Вот и сейчас — все как могли ушмыгнули, а она как сидела у окошка, так и сидит. Олия уж не дичилась, знала, что это мать конунга. И не страшная она вовсе, просто гордая и Ольку вот так сразу к сердцу не допустит — не было еще заботы, чужую девку приглядывать да от сына оберегать… Или сына — от нее?

А вот сегодня не как обычно — вроде и спина гордая, и руки медленно на коленки сложены, а глаза… Тревога в них плещется, будто помощи у Олии просит. Правильно прибежала, не зря сердце чует: не такие уж простые дела у славных ярлов! Не от благой вести сердце молоточком стукнуло.

Так и остались посреди просторного дома втроем — мать у окошка, молча и пытливо глядящая, конунг и Олия. Двое пыхтели чуть не в лад — словно к драке готовились: конунг с вызовом бородку вперед вздернул: мол, чего прибежала?

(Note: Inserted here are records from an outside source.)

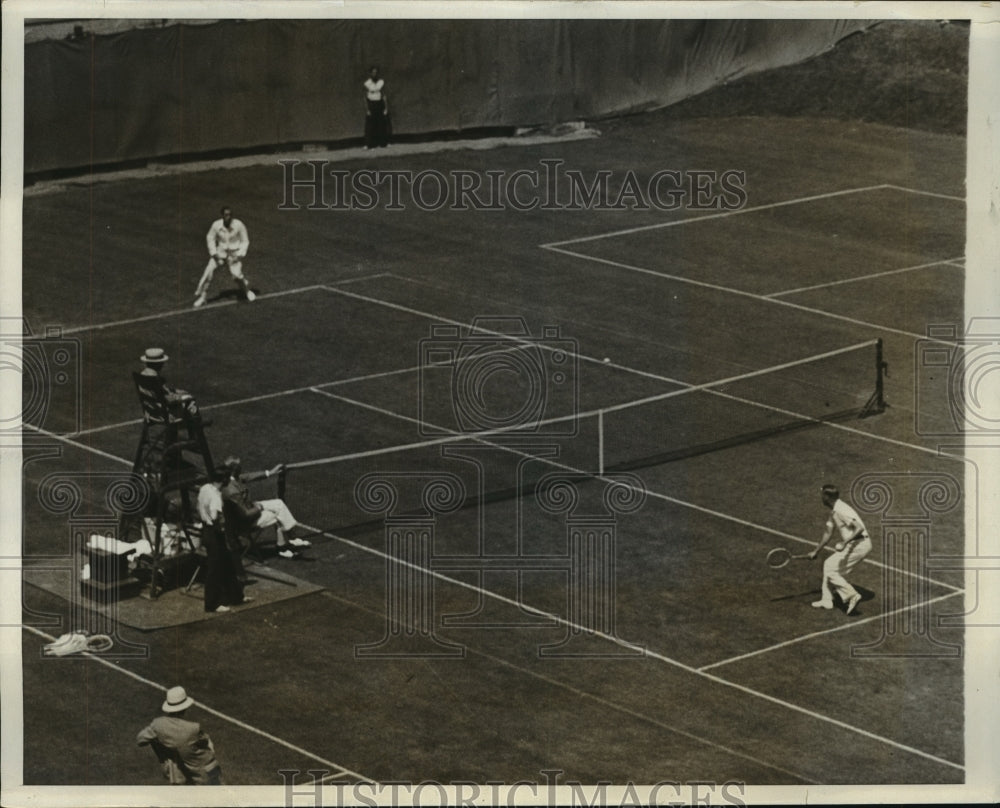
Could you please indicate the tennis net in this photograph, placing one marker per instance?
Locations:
(504, 463)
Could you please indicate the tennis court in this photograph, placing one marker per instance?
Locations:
(702, 375)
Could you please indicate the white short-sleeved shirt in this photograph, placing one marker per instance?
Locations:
(209, 503)
(231, 240)
(373, 89)
(846, 520)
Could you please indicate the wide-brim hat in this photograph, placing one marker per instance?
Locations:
(154, 356)
(177, 700)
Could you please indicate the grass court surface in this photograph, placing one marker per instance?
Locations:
(851, 233)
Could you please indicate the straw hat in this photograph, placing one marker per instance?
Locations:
(177, 700)
(154, 356)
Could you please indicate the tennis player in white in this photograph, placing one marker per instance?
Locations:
(851, 548)
(228, 243)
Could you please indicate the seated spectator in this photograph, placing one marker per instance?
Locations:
(264, 513)
(184, 749)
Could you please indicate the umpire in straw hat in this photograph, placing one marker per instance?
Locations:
(178, 400)
(185, 751)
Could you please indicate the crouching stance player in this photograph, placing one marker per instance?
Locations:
(851, 548)
(228, 243)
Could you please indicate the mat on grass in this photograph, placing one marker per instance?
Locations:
(174, 607)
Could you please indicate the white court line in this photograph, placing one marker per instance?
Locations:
(610, 705)
(813, 635)
(548, 461)
(291, 391)
(742, 293)
(191, 310)
(857, 278)
(176, 312)
(641, 649)
(78, 445)
(926, 193)
(612, 638)
(724, 214)
(225, 717)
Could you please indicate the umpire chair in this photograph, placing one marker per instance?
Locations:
(174, 458)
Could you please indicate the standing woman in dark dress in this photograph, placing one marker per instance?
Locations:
(223, 588)
(376, 110)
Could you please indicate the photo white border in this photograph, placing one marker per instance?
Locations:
(982, 653)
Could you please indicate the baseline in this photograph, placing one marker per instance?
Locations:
(216, 305)
(842, 281)
(723, 215)
(751, 295)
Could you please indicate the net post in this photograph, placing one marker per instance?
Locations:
(876, 403)
(600, 443)
(880, 368)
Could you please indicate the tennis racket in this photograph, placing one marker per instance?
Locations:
(779, 557)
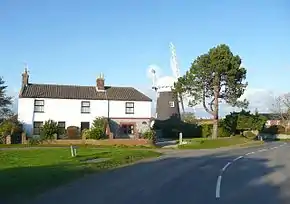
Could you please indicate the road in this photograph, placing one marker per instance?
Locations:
(249, 175)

И Олия так же, только без бородки — куда это ты собрался? Будто мужа на хмельную пирушку не пущать вздумала…

Первая не выдержала, брякнула, что сразу от сердца шло: — Нельзя тебе к ярлам! Не к добру зовут!

Олаф ухмылку недобрую на строну своротил:

— Я и не знал, что привез на корабле свенельду-ясновидицу… Или ярлы важные поначалу тебе свои письмена прислали, свитки передали, а уж потом и ко мне, убогому, снизошли?

Красиво говорил конунг, да при слове «свитки» Олия уж его не очень-то и слушала — глаза будто сами к ларцу резному метнулись. И не зря — из-под него словно ледяным маревом зло сочилось. Не слушая, шагнула к ларцу, тяжелый крышник откинула — конунг от растерянности даже дернуться не успел или не стал — выхватила один, самый холодный, самыми ядовитыми брызгами прошитый:

— Вот такие? Да? А мне такие и слать не надобно, я их за полдня пути отравой почую!

Выхватил конунг свиток, на письмена печатные глянул и лицом посерел. Молча матери подал, та охнула — видать, и вправду чужая девица даром ясным наделена! Глотнул комок в горле, развернул, снова Олии в руки:

— Чти!

— Не могу я по вашему честь… не знаю буквицы, чужие. Знаю, что плохой свиток. Навроде, как та обманка! — И в глаза конунгу, и тот впервой их опустил, зубами скрежетнув — не забыл, как спасла их от глупой, нелепой засады.